Chase Community Giving empowers customers & employees to nominate charities to compete for a total of $7.5 million of funding. Charities with the most votes from the public win a larger share of the funding.

In September 2012, 30,000 charities were nominated, and after two weeks of voting on Facebook, $5 million was donated to 196 charities across the United States. Chase Community Giving was launched in 2009.

People decide what matters

People participated in the program to support causes they believe in, and in many cases, to give back to charities that have helped their loved ones and their local communities.

As Kendra Kofron commented on Facebook:

“I have Diamond Blackfan Anemia and our charity just won $100,000 from Chase! It meant the world to us since there are only 700 patients worldwide. We are small community of people with a big goal of a cure!”
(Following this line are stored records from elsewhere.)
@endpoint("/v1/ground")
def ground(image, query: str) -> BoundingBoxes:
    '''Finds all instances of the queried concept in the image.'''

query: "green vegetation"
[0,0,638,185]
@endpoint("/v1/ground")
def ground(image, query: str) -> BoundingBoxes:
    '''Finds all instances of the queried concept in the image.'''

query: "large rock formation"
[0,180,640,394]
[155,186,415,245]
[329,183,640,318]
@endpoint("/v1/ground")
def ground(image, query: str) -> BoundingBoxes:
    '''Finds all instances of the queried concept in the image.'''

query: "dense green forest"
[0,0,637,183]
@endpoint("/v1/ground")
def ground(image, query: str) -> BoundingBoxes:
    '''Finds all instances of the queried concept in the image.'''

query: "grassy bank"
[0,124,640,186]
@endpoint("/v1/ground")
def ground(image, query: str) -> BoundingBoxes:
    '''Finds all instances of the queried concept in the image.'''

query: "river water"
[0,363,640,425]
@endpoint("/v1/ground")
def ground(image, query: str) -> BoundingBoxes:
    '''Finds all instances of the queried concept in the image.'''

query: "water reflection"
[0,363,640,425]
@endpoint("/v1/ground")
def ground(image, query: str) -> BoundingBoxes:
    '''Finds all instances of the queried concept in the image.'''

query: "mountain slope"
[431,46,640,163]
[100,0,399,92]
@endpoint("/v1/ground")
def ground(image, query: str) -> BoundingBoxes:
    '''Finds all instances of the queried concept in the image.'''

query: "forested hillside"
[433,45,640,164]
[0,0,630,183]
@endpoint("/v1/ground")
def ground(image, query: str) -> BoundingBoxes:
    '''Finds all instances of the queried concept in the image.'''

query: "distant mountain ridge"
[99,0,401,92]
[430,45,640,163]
Charities gain funding & exposure 

Non-profit consultants believe that the platform offers charities more than funding – the charities also gain mass exposure and new supporters from the Chase Facebook community of 3.8 million people.

As Carrie Hirmer, a consultant to non-profits, commented:

 “For us, being in one of these contest-type grants has been a wonderful thing so far. It may not work as well for some organizations. It has helped increase awareness of the need for our project and has served as a door-opener, so to speak, for relationships that will last long after the contest ends.”

Benefit to Chase

By targeting charities with a voting contest, Chase energized the local communities of numerous causes, expanded exposure of the Chase brand, and built credibility as a socially responsible company.
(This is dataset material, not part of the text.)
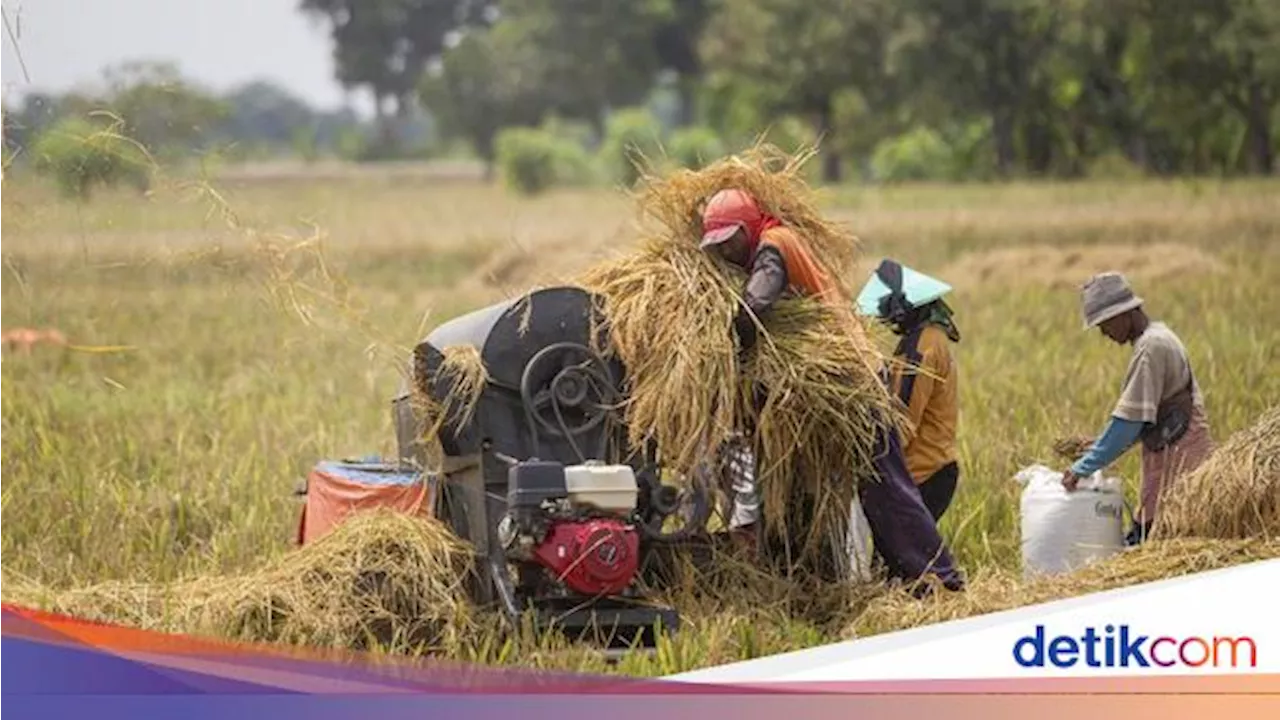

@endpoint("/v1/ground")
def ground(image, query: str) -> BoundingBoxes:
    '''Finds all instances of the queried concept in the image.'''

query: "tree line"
[300,0,1280,182]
As Kimberly B. Davis, president of the JPMorgan Chase Foundation, said:

“Voting with Chase Community Giving helps to energize the vast number of supporters of so many great causes. At Chase, we are excited to lead local and national causes in finding a voice and raising awareness and critical funding for their work in communities.”

Jack Ucciferri, blogger at the Huffington Post, took a more cynical view and pointed out:

“What is Chase getting for the crumbs they’re throwing in the direction of our favorite non-profits? Well, they are essentially buying brand value from the one sector that still has much credibility at all with the general public.”

Indeed, Chase received numerous accolades from the public for helping out local communities. As Julie Brown commented on Facebook:

“Way to go, Chase- it is refreshing to see a “big faceless corporation” making things right. Thanks for looking out for the little guys!”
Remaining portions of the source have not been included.